Настал его черед удивляться.
– Это из-за того, что женщин в деревне немного, как ты до этого говорила? У Пхубу нет братьев, и потому она выбрала другую семью, где больше мужчин, чтобы иметь больше мужей?
Лхамо поджала губы.
– Некоторые так поступают. Думают только о себе и том, как зажить получше да побогаче. Но Саджа бы не стала… Я имела в виду, что она ушла в Бардо. Ее душа отправилась на перерождение.
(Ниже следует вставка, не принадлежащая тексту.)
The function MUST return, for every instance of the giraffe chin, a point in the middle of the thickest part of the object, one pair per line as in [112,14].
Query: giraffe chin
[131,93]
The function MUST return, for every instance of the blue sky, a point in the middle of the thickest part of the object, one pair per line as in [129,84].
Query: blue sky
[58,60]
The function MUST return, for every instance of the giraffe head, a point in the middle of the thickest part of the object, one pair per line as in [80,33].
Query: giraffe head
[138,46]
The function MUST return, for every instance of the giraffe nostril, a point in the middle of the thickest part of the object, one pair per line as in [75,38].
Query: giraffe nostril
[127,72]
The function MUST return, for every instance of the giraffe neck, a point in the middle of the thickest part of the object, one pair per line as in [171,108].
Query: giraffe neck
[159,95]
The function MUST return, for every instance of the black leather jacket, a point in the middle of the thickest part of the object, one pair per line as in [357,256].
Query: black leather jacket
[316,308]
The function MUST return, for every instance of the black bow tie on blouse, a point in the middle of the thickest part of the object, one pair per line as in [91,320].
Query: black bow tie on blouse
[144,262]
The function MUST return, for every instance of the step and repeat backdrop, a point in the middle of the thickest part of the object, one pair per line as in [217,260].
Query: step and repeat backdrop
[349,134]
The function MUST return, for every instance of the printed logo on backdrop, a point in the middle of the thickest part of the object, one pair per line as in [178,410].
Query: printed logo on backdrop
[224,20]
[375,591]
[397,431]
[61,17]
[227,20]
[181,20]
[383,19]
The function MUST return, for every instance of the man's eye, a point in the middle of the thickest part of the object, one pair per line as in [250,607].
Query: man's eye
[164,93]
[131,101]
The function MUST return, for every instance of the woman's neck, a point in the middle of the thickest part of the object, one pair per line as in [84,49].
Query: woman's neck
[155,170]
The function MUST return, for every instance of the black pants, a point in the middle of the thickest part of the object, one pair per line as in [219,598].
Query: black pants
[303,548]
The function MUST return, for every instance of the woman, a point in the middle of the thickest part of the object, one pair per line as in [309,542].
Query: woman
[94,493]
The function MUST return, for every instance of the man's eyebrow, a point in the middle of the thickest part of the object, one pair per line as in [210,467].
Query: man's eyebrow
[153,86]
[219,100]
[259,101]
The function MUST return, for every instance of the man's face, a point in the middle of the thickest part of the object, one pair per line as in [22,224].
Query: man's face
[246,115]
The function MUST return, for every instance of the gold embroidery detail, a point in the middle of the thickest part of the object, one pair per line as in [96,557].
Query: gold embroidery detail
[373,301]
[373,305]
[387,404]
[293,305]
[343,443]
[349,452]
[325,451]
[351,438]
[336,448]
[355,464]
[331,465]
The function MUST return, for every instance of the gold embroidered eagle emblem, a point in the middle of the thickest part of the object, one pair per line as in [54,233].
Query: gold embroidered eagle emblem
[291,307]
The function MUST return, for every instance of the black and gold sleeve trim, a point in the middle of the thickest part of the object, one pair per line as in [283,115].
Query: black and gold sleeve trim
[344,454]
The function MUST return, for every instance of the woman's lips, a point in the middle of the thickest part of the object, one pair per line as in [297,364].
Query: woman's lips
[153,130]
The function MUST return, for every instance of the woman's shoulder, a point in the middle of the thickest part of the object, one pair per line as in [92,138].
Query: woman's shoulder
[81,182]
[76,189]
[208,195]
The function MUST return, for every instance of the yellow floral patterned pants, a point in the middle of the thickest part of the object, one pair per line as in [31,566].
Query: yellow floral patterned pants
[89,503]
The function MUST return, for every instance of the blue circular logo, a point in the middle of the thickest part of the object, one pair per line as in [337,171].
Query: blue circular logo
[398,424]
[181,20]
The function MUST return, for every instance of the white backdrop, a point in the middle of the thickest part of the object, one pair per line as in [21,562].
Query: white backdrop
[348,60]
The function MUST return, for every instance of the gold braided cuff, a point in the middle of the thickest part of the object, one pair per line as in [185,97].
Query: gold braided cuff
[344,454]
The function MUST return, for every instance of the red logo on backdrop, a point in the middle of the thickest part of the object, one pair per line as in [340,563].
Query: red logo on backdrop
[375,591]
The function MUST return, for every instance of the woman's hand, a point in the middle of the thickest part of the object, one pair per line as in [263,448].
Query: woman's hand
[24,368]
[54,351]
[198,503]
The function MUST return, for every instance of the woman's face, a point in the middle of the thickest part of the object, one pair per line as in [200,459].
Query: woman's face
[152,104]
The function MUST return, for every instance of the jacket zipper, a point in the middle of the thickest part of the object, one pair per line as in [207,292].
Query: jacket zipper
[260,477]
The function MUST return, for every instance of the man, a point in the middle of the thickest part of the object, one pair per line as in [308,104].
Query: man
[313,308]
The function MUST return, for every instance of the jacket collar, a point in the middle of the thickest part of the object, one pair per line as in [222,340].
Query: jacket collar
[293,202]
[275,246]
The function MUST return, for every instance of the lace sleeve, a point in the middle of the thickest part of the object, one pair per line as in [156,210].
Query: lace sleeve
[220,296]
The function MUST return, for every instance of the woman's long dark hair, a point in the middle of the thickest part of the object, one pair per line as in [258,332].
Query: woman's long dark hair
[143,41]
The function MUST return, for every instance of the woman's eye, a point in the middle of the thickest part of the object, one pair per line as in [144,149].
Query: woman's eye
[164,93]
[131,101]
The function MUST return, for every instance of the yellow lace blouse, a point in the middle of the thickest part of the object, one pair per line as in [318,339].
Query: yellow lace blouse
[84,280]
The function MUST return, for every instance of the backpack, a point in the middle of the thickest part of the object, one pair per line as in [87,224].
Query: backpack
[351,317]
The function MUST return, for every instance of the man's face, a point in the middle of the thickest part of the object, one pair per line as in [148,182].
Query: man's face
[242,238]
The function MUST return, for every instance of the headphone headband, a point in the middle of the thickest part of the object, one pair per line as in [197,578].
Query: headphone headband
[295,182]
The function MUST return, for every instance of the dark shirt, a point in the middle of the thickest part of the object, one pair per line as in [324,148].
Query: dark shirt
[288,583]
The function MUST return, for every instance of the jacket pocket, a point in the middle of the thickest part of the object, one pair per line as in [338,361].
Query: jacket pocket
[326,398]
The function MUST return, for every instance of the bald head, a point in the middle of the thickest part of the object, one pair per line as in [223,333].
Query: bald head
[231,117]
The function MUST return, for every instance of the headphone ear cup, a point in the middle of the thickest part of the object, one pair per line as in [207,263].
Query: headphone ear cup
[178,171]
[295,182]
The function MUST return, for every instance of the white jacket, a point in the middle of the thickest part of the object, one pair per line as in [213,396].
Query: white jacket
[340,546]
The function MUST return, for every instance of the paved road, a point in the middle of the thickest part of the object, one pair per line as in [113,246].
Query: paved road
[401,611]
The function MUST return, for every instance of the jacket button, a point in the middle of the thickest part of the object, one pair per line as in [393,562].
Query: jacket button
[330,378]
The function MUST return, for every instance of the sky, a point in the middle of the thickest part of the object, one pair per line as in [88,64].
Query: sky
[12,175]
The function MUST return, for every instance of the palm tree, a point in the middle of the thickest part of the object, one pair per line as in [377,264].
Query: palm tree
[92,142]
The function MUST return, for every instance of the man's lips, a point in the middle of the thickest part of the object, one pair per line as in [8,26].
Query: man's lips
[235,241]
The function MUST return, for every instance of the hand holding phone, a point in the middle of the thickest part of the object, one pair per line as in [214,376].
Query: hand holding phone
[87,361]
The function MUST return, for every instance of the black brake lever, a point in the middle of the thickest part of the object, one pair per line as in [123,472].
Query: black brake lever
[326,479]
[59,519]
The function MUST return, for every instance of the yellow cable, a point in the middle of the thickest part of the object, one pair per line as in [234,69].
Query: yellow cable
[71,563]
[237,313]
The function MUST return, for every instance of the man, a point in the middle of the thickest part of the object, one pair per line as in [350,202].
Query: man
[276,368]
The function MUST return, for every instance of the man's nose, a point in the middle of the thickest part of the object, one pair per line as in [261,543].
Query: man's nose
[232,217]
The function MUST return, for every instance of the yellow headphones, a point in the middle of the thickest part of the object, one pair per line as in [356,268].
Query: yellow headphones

А тело… Пхубу сам отнес его к водам реки Наа́г.
– О, – Цэрин нахмурился. – Мне жаль.
– Теперь такое часто происходит. – Лхамо села на лавку у окна, взяла в руки клубок шерстяных нитей и начала выплетать новый оберег. – Тэнгри за что-то разгневались на нас и посылают нашим матерям Бездушных.
– Кого?
Хотя Цэрин, похоже, забыл только то, что касалось его личного прошлого, с остальным проблем обычно не возникало. В голове услужливо всплывали и слова молитв, и местные обычаи. Но что за Бездушные такие он не мог вспомнить, как ни силился.
– Нет, все же тэнгри знатно полакомились твоими воспоминаниями… – Она тяжко вздохнула. – Еще пару лет назад жены, готовясь стать матерями, с трепетом лелеяли надежду на то, что родится сын. Это таким глупым кажется теперь. Все изменилось, Цэрин, все теперь не так, как прежде. Нынче мы молимся благим тэнгри, чтобы те ниспослали младенцу душу. Неважно, какого пола родится дитя – главное, чтобы душа в теле имелась.
Цэрин слышал, какое отчаяние звучало в словах старухи. Нет, она не лгала, не придумывала страшную байку. Она говорила свою правду.
– Вот и у моего Пхубу родился… Той зимой. Саджа не вынесла горя. Да и он сам пока не смог забыть… Не говори с ним об этом. Его раны еще слишком глубоки.
Пхубу вернулся только к вечеру. В первый день Цэрин запомнил лишь его серую овечью шапку, теперь же рассмотрел полностью. Мужчина лет сорока, плотный, но не высокий.
«Может потому и большую шапку носит, чтобы казаться повыше?»
За ужином они сговорились, что с утра отправятся на выпас вместе. Не помня себя, не понимая, куда и зачем ему идти дальше, Цэрин подрядился помогать со стадом яков, чтобы отплатить за доброту, кров и пищу.
Солнце нового дня лениво выползало из-за горизонта, когда они вышли на пастбище. Оно золотило горбы грузных животных, их черную шерсть, короткую по телу и свисающую с брюх густой бахромой, когда те склонялись к земле и жевали траву, порой издавая нелепые похрюкивающие звуки.